All about origami


All about origami

The art of creating interesting designs with paper without the use of accessories such as glue, scissors, and with the help of geometric origami is called. (Ori) means to give with thought and (Gami) means paper.

Origami helps to cultivate and coordinate the mind and hands, and it is very important to see well, focus the mind and use the delicacy of the hands. Origami shapes include a large number of animals, birds, aquatic animals, toys, decorations, geometric and graphic shapes, architecture, industry, and more.

Origami making method

Origami is usually made of a thin, smooth and durable piece of paper with different dimensions that does not deform when folded. Constructive creativity creates a three-dimensional model of the mental image. In order for the fold line to be of high quality, it is better to use a table to fold the paper.

History and place of origin of origami

Papermaking began in China around 100 AD, but the Chinese kept the secret of papermaking for five hundred years, but finally in the sixth century AD, Buddhist monks who came to Japan from China introduced the industry to Japan.

Then the use of paper for books became common in Europe in the second half of the fourteenth century. The first paper mill in the 15th century was established in Hertford, England, and in North America in 1690.

Some people believe that the Chinese used paper mock-ups to burn at funerals, so folding paper must have become common in China for the first time.
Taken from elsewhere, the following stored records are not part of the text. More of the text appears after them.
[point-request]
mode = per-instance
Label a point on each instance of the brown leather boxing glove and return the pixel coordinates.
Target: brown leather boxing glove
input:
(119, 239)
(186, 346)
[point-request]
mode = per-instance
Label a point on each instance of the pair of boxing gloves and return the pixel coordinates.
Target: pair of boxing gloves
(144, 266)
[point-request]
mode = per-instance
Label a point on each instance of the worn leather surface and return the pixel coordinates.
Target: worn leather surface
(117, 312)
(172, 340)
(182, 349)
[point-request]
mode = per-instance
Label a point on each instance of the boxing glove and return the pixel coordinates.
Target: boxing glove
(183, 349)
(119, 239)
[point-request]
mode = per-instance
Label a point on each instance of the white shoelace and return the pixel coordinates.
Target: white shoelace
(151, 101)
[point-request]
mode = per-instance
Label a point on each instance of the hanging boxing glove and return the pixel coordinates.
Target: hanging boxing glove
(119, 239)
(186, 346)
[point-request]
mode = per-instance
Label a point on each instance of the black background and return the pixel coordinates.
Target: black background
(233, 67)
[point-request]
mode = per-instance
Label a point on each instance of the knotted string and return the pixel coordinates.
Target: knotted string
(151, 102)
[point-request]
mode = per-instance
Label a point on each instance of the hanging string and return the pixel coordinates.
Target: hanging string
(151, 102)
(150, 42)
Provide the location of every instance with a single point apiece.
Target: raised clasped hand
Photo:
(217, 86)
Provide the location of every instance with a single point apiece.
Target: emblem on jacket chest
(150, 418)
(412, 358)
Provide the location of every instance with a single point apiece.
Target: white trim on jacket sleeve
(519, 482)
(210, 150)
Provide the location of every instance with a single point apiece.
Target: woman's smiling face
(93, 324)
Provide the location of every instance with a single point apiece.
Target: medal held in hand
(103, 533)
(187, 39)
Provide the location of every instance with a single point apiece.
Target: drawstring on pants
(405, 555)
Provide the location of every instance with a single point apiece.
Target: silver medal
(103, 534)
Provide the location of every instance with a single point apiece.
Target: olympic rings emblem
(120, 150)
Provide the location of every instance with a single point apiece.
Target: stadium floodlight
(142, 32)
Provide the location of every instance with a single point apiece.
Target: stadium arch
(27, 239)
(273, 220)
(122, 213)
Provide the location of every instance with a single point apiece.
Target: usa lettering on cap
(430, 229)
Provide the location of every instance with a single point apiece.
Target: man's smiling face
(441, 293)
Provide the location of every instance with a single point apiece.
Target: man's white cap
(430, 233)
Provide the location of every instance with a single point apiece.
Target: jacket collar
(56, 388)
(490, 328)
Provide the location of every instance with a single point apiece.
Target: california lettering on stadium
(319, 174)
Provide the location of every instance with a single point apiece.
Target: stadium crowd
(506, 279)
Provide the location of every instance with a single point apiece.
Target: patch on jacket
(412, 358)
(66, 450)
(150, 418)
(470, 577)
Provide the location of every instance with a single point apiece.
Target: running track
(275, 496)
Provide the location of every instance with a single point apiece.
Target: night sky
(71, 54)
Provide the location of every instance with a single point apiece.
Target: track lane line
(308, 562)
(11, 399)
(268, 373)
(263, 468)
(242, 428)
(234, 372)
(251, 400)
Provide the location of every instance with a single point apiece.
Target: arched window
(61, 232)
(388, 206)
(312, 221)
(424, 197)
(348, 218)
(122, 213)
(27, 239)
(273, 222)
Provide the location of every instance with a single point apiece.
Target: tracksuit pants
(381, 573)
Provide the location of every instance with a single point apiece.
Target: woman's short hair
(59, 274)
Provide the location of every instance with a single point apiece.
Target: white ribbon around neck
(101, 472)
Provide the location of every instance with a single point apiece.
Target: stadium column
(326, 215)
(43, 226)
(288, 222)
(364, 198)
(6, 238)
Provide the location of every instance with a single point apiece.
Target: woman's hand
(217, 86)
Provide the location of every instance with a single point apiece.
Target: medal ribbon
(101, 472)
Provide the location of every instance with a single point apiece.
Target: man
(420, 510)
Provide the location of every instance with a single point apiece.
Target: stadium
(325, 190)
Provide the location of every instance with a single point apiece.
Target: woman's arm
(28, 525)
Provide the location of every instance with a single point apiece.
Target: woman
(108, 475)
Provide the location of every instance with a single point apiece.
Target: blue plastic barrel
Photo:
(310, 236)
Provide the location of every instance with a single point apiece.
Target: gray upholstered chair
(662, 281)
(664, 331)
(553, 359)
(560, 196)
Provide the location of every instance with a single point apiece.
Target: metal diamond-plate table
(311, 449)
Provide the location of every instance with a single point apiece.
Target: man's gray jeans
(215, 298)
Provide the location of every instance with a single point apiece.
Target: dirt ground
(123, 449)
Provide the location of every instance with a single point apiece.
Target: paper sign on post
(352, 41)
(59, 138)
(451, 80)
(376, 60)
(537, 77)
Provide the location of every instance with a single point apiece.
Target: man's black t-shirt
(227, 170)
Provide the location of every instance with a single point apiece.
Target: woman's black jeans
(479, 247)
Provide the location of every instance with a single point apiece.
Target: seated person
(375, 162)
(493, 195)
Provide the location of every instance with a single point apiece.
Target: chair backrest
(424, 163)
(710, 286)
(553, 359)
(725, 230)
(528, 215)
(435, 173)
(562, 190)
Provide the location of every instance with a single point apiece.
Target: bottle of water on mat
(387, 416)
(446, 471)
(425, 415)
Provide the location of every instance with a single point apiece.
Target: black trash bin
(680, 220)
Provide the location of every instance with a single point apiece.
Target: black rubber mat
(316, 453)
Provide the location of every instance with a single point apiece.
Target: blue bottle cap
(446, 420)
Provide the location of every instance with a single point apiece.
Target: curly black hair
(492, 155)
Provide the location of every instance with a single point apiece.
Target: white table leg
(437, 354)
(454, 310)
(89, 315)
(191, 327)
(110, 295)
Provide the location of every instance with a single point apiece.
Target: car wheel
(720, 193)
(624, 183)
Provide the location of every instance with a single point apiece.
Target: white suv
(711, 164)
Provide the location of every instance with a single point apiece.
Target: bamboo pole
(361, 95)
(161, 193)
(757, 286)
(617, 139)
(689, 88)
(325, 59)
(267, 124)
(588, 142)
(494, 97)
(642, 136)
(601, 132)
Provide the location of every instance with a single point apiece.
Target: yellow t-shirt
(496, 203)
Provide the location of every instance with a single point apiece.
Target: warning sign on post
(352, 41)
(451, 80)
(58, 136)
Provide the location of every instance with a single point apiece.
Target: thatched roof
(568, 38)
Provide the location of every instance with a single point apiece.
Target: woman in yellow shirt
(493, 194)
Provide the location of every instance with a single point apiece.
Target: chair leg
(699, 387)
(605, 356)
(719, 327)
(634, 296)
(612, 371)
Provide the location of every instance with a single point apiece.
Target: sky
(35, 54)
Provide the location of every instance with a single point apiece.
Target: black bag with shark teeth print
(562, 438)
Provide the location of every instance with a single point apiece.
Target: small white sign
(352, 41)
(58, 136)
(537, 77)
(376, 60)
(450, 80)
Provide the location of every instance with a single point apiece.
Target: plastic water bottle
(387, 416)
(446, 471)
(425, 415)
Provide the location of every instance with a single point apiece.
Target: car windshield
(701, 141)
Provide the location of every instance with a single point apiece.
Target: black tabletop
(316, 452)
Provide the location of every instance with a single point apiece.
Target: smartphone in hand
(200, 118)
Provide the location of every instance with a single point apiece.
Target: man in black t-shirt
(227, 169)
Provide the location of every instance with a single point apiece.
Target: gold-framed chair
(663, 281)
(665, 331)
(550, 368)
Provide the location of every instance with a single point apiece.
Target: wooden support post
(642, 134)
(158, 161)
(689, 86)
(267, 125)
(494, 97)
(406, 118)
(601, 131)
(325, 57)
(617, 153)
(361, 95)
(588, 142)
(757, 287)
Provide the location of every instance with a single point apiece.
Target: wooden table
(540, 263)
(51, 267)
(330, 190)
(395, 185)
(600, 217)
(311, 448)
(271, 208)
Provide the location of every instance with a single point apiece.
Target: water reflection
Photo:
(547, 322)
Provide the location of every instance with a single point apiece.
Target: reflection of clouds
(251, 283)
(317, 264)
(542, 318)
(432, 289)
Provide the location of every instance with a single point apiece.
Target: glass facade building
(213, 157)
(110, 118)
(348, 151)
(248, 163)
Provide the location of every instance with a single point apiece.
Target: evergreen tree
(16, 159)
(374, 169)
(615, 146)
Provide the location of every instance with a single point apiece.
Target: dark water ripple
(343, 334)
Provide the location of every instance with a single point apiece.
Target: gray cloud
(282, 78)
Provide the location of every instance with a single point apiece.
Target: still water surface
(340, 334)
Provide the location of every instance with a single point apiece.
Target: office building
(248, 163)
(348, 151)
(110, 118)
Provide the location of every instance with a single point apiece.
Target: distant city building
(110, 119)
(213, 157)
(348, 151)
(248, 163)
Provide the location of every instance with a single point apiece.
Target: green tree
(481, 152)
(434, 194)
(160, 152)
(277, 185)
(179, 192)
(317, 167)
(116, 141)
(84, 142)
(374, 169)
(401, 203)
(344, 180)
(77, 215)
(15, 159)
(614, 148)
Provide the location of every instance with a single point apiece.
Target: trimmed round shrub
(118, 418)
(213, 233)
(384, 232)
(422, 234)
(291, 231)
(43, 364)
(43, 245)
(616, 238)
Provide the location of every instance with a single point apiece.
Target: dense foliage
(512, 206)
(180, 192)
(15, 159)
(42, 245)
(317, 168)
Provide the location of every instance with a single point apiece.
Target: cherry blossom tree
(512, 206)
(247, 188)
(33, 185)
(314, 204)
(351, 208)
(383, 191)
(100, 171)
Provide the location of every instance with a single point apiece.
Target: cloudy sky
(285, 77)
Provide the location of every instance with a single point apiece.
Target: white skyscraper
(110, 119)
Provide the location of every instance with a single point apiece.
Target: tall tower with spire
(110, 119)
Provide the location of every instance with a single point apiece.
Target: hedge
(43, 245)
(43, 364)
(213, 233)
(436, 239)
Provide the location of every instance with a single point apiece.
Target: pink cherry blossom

However, the Japanese completed the art of making paper and made it their own.

In the past, this art was used because of the high cost of preparing paper for special occasions such as weddings, and male and female paper butterflies were made to decorate cups.

Origami has been present in various historical periods of Japan. An anonymous author originally wrote modern origami during the Moromachi period from the fourteenth to the sixteenth centuries. Origami then became a hobby in the Edo period, and in 1797, the book “How to Make 1000 Paper-eating Chickens” was published in Japan.

Origami entered the school curriculum in schools and even kindergartens during the Meiji period (1868-1912) to learn the art and skill of working with fingers.

Some believe that the art of folding paper was invented in Spain. The Spanish paper sparrow (Pajarita) was made in the 16th century or even earlier. The British also folded their napkins in different ways, which they later tried on folding paper.